Joke to Juno Temple that she has to do an entire interview in the voice of Dot Lyon—the fiercely competent housewife she plays in the electric fifth season of Fargo—and she will not miss a beat. “Okay,” the actor says on this week’s Little Gold Men (listen below), elongating the “O” like a proper Minnesotan. “I had this great cheat sheet for a collection of words that would get you back into the accent. One that will stay with me probably forever was ‘Barb’s large apartment.’”
The accent, of course, is only part of what makes Dot one of this TV season’s most compelling characters. The central character in this installment of Noah Hawley’s anthology is a seemingly normal suburban mom with a dark secret: She’s actually on the run from imperious North Dakota sheriff Roy Tillman, a sadist with a god complex who forcibly wed Dot (then called Nadine) when she was just a teenager.
Dot managed to escape Roy 10 years before the events of the series, drawing on survival skills she learned during her hardscrabble, ultrareligious upbringing—skills she has to break out again when her new family is targeted by a variety of foes. She’s fast, she’s scrappy, she can make a weapon out of anything—oh, and she can whip up a mean pile of pancakes too. “Bisquick did a Fargo limited-edition powder,” Temple marvels. “And they had a recipe for ‘Dot’s Biscuits’ on the back. I was like, Oh my god, that’s really cool.”
Read or listen on for Temple’s take on entering the Fargo universe, acting opposite heavyweights like Jennifer Jason Leigh and Jon Hamm, and her interpretation of season five’s enigmatic ending.
Vanity Fair: There was a period where Fargo and Ted Lasso were overlapping, and you had to switch back and forth between Dot and Keeley on a dime. How was that experience?
Juno Temple: It was funny. My fiancé was like, “There’s a lot of people here”: the birth of Dot, Keeley, Juno. And I remember that my brothers, I invited them to come over and have dinner and tested out the accent on them. And they just looked at me: “Uh, how long have you got before you start?” This is the moment of panic. But yeah, I think it’s really interesting when you have characters slightly crossing over in your life.
Ted Lasso and Fargo are very different shows—but Fargo actually feels more in line with the dark and complex things that you had been doing with your career before Ted Lasso. Did doing the show feel like a return to that sort of material for you?
I didn’t think about it like that at that time. But now that you say that, I guess that makes sense. For me, it was more—I’d seen the movie, I’d seen all the previous installments of Fargo, and I just felt, wow, I’ve been asked to join something pretty historically fantastic.

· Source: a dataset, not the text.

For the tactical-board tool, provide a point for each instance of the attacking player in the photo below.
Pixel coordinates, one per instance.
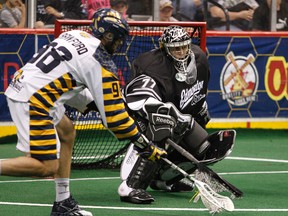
(168, 98)
(57, 73)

There were a lot of nerves involved, and obviously unbelievable excitement. But also, she’s so complex—this duality of being a mother and a nurturer as well as a survivor and a feral fighter. So that’s a newer avenue in my life. And I’m loving it. Sienna [King], who played our daughter, Scotty, she was a real droplet of sunshine and beaming light. The same with David [Rysdahl], who played Wayne—who I think is so extraordinary in Fargo. I think he’s kind of the unsung hero in it, actually. We really created a safe space with the three of us.
We’ve talked a little bit about your accent work. What other sort of prep did you do when you were getting ready for this role? If I put you in an empty Walmart, could you make a flamethrower?
I mean, I feel like I could now, but it wasn’t something that we necessarily rehearsed. Dot, she wasn’t a slick fighter. She’s sloppy. She’s messy. She’s quick. She’s making it up on the go. And when I was reading these things, and then we got into the space and they were setting up the rigging, I was like, this is extraordinary—Noah coming up with all these really funny, but also kind of amazing ideas to create your own security system at home.
She’s very inventive.
Truly. It doesn’t quite work out, Dot’s home security line.
VF spoke to Jennifer Jason Leigh during the season, and she said that for her character, her two lodestars were her mother and William F. Buckley. Did you have anybody in mind for Dot in the same way?